As a tech-policy expert, what concerns me most is the consolidation of user data. Unlike the U.S., Canada has fewer new big tech companies emerging on a regular basis (our small group of unicorns, including companies like Wealthsimple and FreshBooks, are exceptions to this rule), which means we need to be paying more attention to the ways in which our data is used in cases of vertical integration. The fact that Loblaw Cos. Ltd. owns a range of entities including No Frills, Zehrs, and Real Canadian Superstore under the umbrella of one owner acts to obscure the size and reach of the firm, which likely contributes to our collective discounting of the idea that it might be one of Canada’s largest tech players.

Some of the company’s more recent acquisitions have indicated Loblaw may be intending to consolidate market power in the Canadian health care space. Canada’s Competition Bureau barely blinked when Loblaw purchased Lifemark Health Group in May. Lifemark was a leading provider of outpatient physiotherapy, chiropractic, mental-health, and other rehabilitation services in Canada. Loblaw also has a strategic partnership with dentalcorp, Canada’s largest network of dental practices. Loblaw’s PC Health app initially purported it would be able to sign Canadians up for a COVID-19 vaccine (which it eventually did not do, citing evolving requirements for the vaccine program), but nevertheless provided an opportunity for Loblaw to use vaccination as a customer acquisition strategy during the pandemic. Loblaw also has medical clinics that are part of the primary-care system in Ontario.

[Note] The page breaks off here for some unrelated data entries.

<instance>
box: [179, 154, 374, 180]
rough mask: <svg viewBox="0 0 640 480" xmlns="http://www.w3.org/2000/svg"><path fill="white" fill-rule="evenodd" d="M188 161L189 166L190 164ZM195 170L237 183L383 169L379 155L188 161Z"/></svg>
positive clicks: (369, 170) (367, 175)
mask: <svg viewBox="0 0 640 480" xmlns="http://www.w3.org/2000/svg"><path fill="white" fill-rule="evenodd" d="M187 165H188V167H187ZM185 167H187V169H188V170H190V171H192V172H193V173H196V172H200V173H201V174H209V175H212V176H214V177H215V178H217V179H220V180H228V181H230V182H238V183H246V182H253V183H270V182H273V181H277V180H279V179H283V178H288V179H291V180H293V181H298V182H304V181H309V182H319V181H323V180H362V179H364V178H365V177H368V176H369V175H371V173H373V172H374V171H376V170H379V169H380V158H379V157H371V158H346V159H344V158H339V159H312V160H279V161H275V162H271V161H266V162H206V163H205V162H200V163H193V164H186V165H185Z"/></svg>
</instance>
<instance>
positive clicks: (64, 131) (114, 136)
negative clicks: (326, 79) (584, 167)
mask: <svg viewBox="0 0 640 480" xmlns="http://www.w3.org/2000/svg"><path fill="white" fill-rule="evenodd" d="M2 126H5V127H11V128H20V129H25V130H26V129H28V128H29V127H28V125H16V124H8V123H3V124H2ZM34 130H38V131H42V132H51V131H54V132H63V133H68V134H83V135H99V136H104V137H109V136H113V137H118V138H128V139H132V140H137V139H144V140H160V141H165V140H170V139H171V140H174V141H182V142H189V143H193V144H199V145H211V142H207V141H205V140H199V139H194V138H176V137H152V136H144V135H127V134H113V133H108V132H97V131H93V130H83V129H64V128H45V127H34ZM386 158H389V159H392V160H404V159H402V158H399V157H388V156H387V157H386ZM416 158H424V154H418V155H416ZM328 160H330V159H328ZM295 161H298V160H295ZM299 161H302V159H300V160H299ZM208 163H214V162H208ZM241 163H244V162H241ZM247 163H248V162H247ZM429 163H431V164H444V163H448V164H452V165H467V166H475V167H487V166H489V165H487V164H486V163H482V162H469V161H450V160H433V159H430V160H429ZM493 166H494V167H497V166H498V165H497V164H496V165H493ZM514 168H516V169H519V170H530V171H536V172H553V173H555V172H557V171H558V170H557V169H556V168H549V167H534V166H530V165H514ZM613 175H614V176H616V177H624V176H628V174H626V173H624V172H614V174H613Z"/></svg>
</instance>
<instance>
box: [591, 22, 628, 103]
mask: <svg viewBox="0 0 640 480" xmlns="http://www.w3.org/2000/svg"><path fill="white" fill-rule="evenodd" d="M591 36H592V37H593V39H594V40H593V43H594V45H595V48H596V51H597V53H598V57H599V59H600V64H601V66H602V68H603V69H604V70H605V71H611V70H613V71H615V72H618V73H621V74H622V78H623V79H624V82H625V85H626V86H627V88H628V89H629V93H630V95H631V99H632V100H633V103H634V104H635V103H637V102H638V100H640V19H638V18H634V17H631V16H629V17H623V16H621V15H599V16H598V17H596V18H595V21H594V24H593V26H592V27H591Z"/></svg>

This all comes on the heels of the company’s 2014 purchase of Shoppers Drug Mart, which supercharged the PC Optimum loyalty program by allowing the firm to merge insights from users’ grocery shopping data with information about their health care consumption.

As this company expands further into the health and dental spaces, it is also worth remembering that Loblaw owns and operates an online marketplace that sells advertising space to third parties. Other Loblaw evolutions are even more intriguing, such as the expansion of the No Name trademark to medical cannabis products. The Loblaw ecosystem even has a venture capital fund, Wittington Ventures.

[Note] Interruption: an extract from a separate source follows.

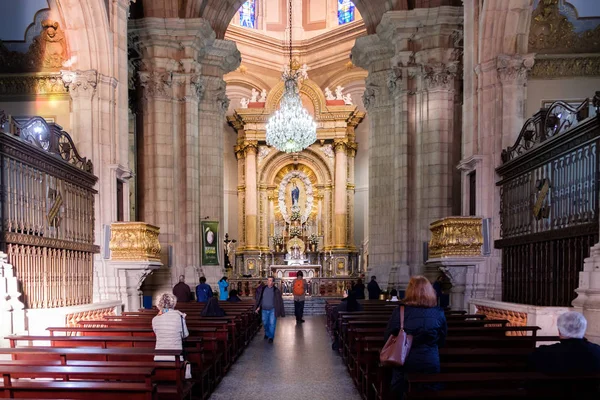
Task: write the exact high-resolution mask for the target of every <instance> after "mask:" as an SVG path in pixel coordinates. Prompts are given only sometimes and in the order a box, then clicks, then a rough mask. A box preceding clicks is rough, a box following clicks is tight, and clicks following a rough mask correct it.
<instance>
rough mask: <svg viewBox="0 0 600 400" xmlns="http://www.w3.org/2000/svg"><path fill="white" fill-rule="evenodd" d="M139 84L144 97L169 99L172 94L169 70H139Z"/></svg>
mask: <svg viewBox="0 0 600 400" xmlns="http://www.w3.org/2000/svg"><path fill="white" fill-rule="evenodd" d="M139 78H140V85H141V86H142V88H143V89H144V98H145V99H149V98H159V99H160V98H162V99H169V100H170V99H171V98H172V96H173V75H172V73H170V72H159V71H140V72H139Z"/></svg>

It seems as if the firm is building a personal health flywheel that integrates grocery suggestions with drugstore rewards and connects financial information to medical and dental needs. While many may appreciate the ease and convenience of such predictions, others will be miffed that this evolution wasn’t telegraphed. Coupled with their PC Financial banking ecosystem, and their PC Insider subscription service, Loblaw’s knowledge of their customers is Google-esque.

The recently proposed federal privacy bill in Canada (C-27) may have implications for retailers’ loyalty programs and data – the algorithmic engine that connects many companies’ various entities – by enforcing a stronger consent-based regime for the collection, use and disclosure of personal information. Better transparency on what Loblaw and other retailers are doing with our data and intend to do with our data is imperative.

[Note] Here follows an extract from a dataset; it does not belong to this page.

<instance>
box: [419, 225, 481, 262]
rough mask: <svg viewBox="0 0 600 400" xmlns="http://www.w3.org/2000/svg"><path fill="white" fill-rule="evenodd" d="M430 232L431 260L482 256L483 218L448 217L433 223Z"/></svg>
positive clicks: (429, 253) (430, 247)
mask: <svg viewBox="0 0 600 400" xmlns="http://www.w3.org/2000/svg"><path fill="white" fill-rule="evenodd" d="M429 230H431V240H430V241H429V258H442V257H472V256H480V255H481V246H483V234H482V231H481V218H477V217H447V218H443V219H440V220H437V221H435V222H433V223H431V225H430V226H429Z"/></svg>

I do wonder, however, whether a tech backlash (or “tech lash,” as it’s known in policy circles) will ever meaningfully manifest here in Canada. Are we simply too used to these classic brand names that are now using our data in opaque ways? Do we not have enough “big” technology firms to feel we have to worry about these issues?

If a tech lash does occur in Canada, at its core will be the tactics of firms that appear to offer us so much for free, only to reveal the true price – privacy and market competition – inadvertently.

Companies that are not fully transparent with consumers don’t deserve our loyalty – or our data. The question is whether there will ever be ethical alternatives and if our institutions have the courage to curb such behaviours.

Canada has been spoiled by the assumption that big-tech policy problems are only the product of American firms. We must start to acknowledge and confront the big-tech tactics in our own backyard.